For much of the past 10 days or so, ASX investors were on holidays. This was despite the market being open for trading on a handful of days, 3 between Christmas and New Year as well as every day this week except Monday (New Years’ Day).
If you were on holidays, you likely missed some bad news out of a handful of companies. With investors on holidays, the impact to a company’s share price may not be as significant – at least until investors get back from holidays. At the same time, the consequences to the company may not necessarily wait to hit the company until the Christmas/New Year period is over. We’ve keep our eye on the market throughout the holiday season and have compiled a wrap of all the bad news released to the market during the period.
Here’s the bad news that dropped while ASX investors were on holidays
Discovery Alaska (ASX:DAF)
Discovery Alaska was focused on the Chultina Project in Alaska and the Mia Adjacent Project in Quebec. That is, until recently. The company told investors it relinquished 284 tenements in the former project, reducing its area to a total of 24 claims, in order to minimise tenant renewal fees, maintenance and exploration costs. As for the latter project, it told investors it was not proceeding – thankfully prior to incurring costs or penalties.
So what now? ‘The company is working to identify and review additional new projects that may complement the company’s current activities’.
CTI Logistics (ASX:CLX)
Right after the market closed on the Friday before Christmas, this logistics company advised investors that its profit for the first half of FY24 (1HY24) would be 30% lower than the prior corresponding period. Margins were squeezed during the reporting period as customer supply chains normalised and customers consequently were less willing to pay for ‘premium’ freight services, not to mention supply-side inflationary costs such as wages, property and insurance. CTI also warned investors its profit for the second half of FY24 could be hit as well.

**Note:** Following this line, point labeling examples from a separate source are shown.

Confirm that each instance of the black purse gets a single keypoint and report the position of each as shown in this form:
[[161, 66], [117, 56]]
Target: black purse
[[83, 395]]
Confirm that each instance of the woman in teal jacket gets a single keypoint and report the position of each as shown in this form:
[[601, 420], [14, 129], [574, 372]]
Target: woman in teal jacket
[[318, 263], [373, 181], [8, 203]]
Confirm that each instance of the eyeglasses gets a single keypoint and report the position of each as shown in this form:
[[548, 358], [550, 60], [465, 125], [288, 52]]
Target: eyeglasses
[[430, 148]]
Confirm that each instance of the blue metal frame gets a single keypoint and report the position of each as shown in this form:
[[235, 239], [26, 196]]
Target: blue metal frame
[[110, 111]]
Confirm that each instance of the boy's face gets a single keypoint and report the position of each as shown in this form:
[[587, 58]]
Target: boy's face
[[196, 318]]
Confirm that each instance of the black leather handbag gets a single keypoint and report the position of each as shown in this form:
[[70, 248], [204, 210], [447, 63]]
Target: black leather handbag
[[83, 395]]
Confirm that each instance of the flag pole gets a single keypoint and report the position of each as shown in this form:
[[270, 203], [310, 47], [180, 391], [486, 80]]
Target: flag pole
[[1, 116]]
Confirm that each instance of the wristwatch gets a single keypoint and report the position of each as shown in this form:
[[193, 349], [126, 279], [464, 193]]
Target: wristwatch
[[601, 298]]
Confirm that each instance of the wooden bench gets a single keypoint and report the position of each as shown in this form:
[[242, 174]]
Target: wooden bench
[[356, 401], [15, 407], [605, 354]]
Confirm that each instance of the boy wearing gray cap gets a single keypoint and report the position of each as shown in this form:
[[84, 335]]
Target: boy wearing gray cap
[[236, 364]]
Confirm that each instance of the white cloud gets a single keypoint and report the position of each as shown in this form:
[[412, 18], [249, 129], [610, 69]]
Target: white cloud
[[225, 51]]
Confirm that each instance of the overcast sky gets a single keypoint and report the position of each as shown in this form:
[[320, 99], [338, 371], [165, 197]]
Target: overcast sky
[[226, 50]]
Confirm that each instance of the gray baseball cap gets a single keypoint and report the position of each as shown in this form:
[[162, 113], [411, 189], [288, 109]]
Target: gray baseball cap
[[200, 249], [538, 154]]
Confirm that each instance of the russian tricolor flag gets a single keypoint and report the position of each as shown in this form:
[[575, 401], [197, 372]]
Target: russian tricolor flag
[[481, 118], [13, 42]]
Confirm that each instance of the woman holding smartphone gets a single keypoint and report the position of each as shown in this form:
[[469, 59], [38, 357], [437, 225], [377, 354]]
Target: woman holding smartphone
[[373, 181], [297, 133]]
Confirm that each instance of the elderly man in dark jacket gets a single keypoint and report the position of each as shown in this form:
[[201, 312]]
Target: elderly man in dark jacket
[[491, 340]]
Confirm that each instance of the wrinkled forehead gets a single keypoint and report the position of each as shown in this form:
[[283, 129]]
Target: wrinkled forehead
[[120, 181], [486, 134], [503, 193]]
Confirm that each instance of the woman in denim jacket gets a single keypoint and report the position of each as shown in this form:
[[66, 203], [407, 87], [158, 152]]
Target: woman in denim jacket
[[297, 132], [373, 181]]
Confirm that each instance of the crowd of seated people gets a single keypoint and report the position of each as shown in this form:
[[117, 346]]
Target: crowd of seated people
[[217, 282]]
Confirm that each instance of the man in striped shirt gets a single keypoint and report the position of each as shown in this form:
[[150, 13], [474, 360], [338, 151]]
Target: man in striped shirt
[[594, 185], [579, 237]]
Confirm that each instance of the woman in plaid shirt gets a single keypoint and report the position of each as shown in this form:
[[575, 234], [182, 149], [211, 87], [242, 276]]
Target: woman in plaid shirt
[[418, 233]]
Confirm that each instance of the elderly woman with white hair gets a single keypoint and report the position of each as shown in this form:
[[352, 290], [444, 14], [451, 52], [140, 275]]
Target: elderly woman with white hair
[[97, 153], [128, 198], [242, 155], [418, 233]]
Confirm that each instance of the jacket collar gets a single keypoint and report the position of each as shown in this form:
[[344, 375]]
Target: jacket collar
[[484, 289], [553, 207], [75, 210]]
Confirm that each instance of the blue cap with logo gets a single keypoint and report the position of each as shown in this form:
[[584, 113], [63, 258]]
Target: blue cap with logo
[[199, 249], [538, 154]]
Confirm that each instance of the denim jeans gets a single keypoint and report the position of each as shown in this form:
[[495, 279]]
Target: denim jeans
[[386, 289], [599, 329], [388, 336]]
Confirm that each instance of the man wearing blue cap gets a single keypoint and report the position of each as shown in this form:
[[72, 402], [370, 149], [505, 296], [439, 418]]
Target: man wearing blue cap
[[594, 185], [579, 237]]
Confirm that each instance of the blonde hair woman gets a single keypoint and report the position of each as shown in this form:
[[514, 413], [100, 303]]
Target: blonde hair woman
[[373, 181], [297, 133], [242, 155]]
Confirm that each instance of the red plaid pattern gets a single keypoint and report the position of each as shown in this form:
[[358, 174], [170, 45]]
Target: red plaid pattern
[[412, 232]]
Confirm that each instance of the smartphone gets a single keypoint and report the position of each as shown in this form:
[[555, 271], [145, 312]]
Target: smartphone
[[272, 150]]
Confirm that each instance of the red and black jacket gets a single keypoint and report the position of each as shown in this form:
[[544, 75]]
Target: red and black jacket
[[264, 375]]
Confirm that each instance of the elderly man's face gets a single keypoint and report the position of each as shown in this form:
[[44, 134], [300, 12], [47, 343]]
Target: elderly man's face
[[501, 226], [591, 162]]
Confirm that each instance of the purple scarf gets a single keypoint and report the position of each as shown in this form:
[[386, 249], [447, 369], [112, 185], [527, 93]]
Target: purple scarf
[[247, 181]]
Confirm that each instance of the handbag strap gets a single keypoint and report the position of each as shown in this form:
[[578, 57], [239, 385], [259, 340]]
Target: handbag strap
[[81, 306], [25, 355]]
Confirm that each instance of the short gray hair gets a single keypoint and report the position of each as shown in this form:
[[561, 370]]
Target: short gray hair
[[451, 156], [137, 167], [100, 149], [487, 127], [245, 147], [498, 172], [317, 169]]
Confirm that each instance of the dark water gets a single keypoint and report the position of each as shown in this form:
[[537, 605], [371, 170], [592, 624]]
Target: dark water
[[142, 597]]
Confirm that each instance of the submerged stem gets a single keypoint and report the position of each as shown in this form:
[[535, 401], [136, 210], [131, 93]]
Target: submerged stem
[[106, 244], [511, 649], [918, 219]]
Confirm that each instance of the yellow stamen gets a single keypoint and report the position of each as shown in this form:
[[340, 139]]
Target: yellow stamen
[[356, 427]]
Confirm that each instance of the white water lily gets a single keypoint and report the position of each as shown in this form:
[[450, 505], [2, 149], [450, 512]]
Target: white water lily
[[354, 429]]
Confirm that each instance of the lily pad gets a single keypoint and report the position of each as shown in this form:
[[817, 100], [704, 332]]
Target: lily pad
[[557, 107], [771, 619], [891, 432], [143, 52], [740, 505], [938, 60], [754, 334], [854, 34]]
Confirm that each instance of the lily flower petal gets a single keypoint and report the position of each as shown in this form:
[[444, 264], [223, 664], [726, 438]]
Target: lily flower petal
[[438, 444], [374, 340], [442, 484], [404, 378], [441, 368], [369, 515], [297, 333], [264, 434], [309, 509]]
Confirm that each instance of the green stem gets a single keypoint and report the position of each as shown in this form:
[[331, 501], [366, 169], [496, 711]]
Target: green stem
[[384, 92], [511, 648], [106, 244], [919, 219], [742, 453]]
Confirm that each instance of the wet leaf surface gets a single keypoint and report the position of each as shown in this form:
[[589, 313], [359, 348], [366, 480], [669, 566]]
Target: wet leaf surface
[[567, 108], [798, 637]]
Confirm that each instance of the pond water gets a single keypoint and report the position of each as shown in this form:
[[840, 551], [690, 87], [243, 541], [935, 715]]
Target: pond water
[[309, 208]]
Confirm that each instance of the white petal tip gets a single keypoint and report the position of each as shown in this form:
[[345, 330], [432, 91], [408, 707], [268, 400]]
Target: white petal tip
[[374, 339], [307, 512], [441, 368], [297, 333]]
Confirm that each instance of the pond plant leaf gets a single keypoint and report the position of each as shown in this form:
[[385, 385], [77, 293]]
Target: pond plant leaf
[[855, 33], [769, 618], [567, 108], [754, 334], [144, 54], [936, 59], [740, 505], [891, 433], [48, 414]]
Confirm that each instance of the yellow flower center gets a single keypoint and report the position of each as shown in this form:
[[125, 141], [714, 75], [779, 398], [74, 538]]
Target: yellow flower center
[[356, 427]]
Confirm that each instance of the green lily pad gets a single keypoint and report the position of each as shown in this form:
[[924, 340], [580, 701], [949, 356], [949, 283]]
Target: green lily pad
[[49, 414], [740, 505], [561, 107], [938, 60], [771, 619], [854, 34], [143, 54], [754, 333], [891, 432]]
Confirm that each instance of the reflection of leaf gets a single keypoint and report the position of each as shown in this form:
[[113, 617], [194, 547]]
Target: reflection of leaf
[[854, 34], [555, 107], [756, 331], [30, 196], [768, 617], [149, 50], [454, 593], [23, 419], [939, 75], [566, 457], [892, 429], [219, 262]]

Credit Intelligence (ASX:CI1)
There was another profit warning here too. The debt collection company recorded a net profit of $0.3m in 1HY24, but has an unaudited loss of $0.52m – a 273% decrease. It also warned investors to brace for an impairment on the carrying amounts of goodwill in some of its subsidiaries.
Collins Foods (ASX:CKF)
A week prior to Christmas, the KFC franchisor told investors that a class action had been filed against the company, alleging certain employees were not provided with paid 10 minute rest breaks.
Two days after Christmas, a competing claim was filed by another law firm, raising the same claims.
Happy Valley Nutrition (ASX:HVM)
This company was a dairy company that had been planning to build a dairy factory in New Zealand’s Waikato region, although it couldn’t complete the project due to funding requirements. It went into administration in the middle of the year, owing creditors $24m. During the holidays, the company was finally removed from the bourse.
This news wasn’t necessarily bad, although it does paint a bad picture for the company. It entered into an agreement for a S$1m bridging loan, ‘for working capital and general corporate purposes’. It is just to keep the lights on. The loan comes with upfront interest of S$90,000, not to mention an administrative fee of S$60,000 as well as S$15,000 in legal costs and expense. The interest gradual rises over time, at 3% in the first 3 months, then 4% in the fourth, 5% in the fifth and following months.